"Why, Tom," Jerrie said, as she read Arthur's reply, "'Pay him then, for I shan't come,' what does he mean? What did you say to him, and whom are you to pay?"
With a half comical smile Tom replied, "I told him the old Nick was to pay, though I am afraid I used a stronger name for his Satanic majesty than that. I guess you'll have to try what you can do."
And so Jerrie's message, "I need you," went across the continent, and brought the ready response, "Coming on the wings of the wind." It was Judge St. Claire who wrote to Harold, for Jerrie, who said: "Tell him everything, and how much I want him here; and tell him, too, of Maude, whose life hangs on a thread. That may bring him sooner."
It was three days before Jerrie was able to go to the Park House, and then Tom came for her, saying Maude was failing very fast. The news which had come upon her so suddenly with regard to Jerrie's birth and the suspicions resting upon Harold shortened the life nearing its close, and the moment Jerrie entered the room she knew the worst, and with a storm of sobs and tears knelt by the sick girl's couch and cried:
"Oh, I can't bear it. I'd give up everything to save you. Oh, Maude, you don't know how much I love you."
Maude was very calm, though her lips quivered a little and the tears filled her eyes as she put her hand in Jerrie's. A great change had come over Maude since the night when she heard Jerrie's story—a change for the better some might have thought, although the physician who attended her gave no hope. She neither coughed nor suffered pain, and could talk all she liked, although often in a whisper, she was so very weak.

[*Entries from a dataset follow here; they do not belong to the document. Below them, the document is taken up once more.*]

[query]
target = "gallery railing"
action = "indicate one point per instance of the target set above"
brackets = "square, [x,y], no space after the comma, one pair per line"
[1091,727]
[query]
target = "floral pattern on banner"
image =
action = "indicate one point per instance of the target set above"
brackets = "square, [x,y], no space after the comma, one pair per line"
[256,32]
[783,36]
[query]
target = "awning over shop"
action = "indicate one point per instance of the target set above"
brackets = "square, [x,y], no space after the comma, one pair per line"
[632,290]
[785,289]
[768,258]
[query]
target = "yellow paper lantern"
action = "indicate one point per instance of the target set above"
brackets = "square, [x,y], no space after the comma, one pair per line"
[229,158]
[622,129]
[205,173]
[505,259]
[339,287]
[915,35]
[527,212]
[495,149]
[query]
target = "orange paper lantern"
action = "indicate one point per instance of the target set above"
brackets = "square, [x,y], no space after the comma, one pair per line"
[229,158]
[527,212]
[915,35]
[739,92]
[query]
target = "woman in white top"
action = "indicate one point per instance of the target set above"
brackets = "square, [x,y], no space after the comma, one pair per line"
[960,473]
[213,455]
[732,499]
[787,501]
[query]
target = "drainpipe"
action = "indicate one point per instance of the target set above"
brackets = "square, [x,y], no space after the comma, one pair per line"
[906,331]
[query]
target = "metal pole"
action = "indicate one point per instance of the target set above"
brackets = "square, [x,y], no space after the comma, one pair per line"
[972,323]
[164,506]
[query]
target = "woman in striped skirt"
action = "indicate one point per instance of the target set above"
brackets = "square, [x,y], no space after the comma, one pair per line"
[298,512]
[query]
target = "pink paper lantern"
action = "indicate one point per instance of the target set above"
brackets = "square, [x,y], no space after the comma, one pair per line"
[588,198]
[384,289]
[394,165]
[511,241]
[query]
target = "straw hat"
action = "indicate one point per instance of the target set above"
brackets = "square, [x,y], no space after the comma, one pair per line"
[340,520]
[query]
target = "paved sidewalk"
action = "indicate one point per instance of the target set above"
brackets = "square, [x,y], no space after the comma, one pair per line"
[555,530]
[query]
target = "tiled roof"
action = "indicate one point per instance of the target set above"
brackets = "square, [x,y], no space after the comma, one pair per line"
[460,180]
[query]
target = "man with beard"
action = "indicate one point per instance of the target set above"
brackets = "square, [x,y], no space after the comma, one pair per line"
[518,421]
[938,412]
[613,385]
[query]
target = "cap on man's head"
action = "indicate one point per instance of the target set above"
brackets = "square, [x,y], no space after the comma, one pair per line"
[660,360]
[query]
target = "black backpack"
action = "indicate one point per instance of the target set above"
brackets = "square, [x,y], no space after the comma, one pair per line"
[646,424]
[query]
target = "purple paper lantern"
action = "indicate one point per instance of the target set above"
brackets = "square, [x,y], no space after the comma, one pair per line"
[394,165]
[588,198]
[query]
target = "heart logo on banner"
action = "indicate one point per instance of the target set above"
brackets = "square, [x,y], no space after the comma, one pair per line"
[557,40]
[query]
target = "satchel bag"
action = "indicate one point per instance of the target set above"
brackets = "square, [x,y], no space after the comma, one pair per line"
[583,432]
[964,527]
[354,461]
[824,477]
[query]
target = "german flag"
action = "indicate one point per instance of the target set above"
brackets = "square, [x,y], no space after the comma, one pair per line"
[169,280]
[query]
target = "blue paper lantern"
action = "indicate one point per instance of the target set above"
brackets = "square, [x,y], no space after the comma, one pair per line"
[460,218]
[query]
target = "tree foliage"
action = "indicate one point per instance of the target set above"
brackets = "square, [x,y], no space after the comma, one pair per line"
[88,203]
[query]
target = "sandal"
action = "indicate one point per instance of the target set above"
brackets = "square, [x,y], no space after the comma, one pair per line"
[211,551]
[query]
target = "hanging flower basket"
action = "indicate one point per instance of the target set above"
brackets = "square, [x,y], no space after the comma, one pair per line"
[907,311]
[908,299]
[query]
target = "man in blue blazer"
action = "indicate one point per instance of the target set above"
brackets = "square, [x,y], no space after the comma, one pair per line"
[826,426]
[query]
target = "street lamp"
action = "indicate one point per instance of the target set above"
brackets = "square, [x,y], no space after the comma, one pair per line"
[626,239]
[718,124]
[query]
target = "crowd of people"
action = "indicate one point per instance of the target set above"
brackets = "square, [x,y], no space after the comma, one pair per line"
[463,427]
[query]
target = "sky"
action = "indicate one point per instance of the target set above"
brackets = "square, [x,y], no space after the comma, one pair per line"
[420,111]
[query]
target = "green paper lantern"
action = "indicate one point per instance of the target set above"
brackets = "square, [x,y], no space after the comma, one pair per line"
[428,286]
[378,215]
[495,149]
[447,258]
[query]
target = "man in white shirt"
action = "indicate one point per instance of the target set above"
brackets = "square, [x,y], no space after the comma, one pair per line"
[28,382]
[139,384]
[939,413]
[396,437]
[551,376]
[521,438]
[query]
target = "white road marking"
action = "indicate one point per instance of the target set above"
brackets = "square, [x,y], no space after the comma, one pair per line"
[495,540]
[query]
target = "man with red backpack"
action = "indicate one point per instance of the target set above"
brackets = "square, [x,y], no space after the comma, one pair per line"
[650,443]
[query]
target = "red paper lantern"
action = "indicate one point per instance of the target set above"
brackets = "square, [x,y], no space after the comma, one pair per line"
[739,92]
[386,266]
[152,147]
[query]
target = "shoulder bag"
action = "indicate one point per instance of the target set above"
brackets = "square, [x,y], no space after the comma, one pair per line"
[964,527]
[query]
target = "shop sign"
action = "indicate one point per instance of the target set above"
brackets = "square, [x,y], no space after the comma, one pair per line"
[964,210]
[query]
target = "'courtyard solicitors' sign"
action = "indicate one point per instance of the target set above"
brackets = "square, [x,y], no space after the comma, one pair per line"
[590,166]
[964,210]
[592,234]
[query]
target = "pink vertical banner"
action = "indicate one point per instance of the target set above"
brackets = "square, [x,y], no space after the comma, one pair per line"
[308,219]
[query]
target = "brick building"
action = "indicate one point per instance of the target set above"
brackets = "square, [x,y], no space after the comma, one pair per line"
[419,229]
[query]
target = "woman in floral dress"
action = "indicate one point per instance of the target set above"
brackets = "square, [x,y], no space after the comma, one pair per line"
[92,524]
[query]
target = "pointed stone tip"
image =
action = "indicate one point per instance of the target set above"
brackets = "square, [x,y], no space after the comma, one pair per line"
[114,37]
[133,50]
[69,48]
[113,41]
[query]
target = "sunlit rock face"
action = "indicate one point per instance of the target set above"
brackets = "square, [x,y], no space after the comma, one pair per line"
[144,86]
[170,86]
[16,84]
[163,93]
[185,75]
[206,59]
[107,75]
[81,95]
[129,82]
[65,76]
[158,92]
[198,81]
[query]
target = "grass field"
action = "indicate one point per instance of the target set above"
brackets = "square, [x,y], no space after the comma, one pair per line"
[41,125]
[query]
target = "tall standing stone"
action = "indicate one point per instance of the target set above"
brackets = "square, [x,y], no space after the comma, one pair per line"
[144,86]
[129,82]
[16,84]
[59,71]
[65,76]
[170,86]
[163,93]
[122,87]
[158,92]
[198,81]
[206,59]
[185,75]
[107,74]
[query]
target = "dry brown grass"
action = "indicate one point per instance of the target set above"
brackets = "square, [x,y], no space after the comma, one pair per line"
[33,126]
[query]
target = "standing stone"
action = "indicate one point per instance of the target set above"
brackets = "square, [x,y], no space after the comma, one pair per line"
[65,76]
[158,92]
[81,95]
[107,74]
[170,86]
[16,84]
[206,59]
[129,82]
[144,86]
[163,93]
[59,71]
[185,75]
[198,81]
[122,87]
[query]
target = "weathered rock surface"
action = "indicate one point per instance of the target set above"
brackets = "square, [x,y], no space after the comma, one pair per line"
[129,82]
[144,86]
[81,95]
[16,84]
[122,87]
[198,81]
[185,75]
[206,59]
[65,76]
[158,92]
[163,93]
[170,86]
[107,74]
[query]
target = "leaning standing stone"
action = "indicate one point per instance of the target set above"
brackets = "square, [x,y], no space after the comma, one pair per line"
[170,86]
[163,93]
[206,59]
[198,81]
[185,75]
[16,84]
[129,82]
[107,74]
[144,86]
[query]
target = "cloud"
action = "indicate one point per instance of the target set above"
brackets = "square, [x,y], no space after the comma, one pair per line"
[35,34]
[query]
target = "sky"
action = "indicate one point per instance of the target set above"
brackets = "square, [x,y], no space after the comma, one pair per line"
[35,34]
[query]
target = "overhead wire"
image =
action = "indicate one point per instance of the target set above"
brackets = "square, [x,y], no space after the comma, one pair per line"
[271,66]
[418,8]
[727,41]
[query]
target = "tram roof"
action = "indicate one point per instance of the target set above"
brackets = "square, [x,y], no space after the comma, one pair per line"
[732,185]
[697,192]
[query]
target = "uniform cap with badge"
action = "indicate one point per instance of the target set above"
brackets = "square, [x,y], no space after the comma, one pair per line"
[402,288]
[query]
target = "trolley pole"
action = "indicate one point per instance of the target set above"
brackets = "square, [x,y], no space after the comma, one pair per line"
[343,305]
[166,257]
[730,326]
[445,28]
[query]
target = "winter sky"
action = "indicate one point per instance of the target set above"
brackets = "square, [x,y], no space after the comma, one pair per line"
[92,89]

"Yes, Jerrie," she said, "I know you love me, and it makes me very glad, and dying seems easier, for I know you will be cared for—Once, when I first thought I must die, I wrote something on paper for father and uncle Arthur to see when I was dead, and it was that they should take you in my place, you and Harold."
Maude's voice shook a little here, but she soon steadied it and went on:
"I wanted them to give you what I thought would be mine had I lived, and what all the time was yours. Oh, Jerrie, how can you help hating me, who have stood so long where you ought to have stood, and enjoyed what you ought to have enjoyed?"
"Maude," Jerrie cried, "don't talk like that; as if I, or any one, could ever have hated you. Why, I worshiped you as some little empress when I used to see you in your bright sashes and yellow kid boots, with the amber beads around your neck; and if the contrast between your finery and my high-necked gingham apron and white sun-bonnet sometimes struck me painfully, I had no wish to take the boots and sashes from you, whom they fitted so admirably; and as we grew older and you did not shrink from or slight Jerrie Crawford, I cannot tell you how great was the love which grew in my heart for you, the dearest girl friend I ever had, and a thousand times dearer now I know you are my cousin."